18 teams and 125 young people from across Sussex took part in Cow Corner, with Northease Manor School, Brighton Metropolitan College and St Piers School sealing their place at the regional finals in May.
The regional finals will take place at Crawley’s K2 Leisure Centre, before the national finals are held at Lord’s, the Home of Cricket.
Held every year, the national six-a-side table cricket competition is run by Lord’s Taverners, and allows people with physical disabilities and learning difficulties the opportunity to play the game and compete in a structured tournament.
There is also the opportunity for participants to undertake a leadership award and develop their confidence and communication skills, as well as learning umpiring and scoring skills, and use this as a pathway to community coach roles with the Sussex Cricket Foundation.
Participations levels in table cricket is at an all-time high, with every county board now playing the game. To find out more about table cricket, and how to get involved, click here.
What is table cricket?
Table cricket is an adapted version of cricket, played on a table tennis table and specially designed to give young people with a disability the chance to play and compete in the sport we all love.
How does it work?
This is a very strategic game! There are different scoring zones around the table and, just like in regular cricket, fielders have to be carefully positioned to prevent runs or to get the batter out.
Teams of six take it in turn to bowl or bat, with the bowler using a ramp to deliver the ball (either a regular ball that runs true or a weighted one that swings around).
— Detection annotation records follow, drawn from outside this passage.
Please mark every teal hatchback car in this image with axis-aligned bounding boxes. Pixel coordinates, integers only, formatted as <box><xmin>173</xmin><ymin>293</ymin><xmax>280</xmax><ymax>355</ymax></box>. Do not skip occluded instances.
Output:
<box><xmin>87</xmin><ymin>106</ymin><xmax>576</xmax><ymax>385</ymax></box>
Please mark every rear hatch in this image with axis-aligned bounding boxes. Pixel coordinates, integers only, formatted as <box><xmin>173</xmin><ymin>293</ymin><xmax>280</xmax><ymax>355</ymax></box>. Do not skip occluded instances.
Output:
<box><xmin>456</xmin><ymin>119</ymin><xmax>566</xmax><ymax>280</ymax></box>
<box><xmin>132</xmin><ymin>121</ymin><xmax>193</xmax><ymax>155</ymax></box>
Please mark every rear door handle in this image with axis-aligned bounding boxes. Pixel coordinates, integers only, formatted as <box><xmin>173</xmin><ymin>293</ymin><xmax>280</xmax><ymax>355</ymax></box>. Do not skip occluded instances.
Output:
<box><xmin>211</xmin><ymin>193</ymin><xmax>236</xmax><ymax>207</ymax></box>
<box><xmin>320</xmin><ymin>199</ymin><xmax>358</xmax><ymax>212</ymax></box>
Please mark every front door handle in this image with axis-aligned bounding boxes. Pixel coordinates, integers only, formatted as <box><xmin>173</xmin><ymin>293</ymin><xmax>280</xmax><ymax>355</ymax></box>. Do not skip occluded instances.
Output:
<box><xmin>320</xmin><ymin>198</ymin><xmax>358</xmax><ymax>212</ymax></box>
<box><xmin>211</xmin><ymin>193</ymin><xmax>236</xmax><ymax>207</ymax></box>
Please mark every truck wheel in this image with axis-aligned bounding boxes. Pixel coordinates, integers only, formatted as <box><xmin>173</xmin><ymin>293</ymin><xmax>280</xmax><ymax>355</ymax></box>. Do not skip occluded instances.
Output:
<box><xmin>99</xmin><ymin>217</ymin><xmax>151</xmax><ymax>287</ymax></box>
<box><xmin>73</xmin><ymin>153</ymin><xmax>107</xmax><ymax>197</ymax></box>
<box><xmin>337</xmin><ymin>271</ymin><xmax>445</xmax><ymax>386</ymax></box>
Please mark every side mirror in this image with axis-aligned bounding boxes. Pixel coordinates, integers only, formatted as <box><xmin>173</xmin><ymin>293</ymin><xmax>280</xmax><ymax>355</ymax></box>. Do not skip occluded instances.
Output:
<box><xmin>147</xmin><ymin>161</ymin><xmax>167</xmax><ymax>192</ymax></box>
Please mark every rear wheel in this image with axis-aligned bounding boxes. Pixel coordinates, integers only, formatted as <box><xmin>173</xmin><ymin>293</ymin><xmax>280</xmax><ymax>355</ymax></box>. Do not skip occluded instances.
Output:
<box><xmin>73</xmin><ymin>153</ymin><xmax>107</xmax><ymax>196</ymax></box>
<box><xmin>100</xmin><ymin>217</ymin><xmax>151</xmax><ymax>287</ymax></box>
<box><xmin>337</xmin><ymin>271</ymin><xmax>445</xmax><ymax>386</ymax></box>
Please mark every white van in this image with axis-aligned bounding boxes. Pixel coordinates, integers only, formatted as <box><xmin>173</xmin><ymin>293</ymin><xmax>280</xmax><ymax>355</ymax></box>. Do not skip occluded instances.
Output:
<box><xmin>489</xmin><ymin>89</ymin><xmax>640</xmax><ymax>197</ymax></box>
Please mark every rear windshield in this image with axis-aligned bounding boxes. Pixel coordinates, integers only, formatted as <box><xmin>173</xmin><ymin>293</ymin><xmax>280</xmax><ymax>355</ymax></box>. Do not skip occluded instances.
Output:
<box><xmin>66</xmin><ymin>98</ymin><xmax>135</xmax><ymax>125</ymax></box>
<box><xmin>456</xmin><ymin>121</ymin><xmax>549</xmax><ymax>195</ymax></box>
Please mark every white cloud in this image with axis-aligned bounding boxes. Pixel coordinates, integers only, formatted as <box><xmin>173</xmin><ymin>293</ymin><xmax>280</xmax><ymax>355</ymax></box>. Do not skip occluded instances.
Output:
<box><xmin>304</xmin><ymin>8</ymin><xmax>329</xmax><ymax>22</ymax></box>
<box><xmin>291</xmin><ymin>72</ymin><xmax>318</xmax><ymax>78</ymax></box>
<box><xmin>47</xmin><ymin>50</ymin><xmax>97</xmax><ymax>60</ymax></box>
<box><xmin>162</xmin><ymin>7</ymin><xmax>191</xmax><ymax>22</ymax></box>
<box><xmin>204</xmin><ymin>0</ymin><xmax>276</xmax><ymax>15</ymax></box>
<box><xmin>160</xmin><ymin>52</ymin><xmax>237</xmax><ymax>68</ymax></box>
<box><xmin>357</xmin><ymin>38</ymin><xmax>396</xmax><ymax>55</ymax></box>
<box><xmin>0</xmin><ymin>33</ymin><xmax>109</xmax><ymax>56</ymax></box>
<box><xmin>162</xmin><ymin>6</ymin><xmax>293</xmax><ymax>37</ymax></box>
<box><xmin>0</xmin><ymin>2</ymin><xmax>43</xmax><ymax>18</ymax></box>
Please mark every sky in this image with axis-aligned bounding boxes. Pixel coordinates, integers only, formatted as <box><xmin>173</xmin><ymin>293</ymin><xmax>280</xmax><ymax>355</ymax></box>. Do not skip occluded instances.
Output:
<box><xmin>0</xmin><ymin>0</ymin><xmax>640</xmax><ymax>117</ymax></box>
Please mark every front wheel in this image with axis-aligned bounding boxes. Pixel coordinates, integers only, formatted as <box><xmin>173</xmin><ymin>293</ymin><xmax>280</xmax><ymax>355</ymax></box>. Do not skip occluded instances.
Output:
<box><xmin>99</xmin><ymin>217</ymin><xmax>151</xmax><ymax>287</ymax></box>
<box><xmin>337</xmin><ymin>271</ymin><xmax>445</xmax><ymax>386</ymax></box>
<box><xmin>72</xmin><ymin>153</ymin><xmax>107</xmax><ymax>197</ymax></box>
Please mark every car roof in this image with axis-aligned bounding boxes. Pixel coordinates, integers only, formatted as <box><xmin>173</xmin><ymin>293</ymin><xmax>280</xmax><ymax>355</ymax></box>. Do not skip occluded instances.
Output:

The batter scores by hitting the ball into the scoring zones, avoiding the fielders if they can!
How does it help young people?
Alongside the enjoyment of playing the game and competing, table cricket has been shown to develop teamwork and social skills among players. It also helps coordination and cognitive skills.
The game is played by young people with both learning and physical disabilities. It enables young people to understand tactics, draw the best out of team players and to build a social life.
For the young volunteers involved in coaching and umpiring, table cricket helps to develop self-confidence, leadership skills and enhances their future employment prospects.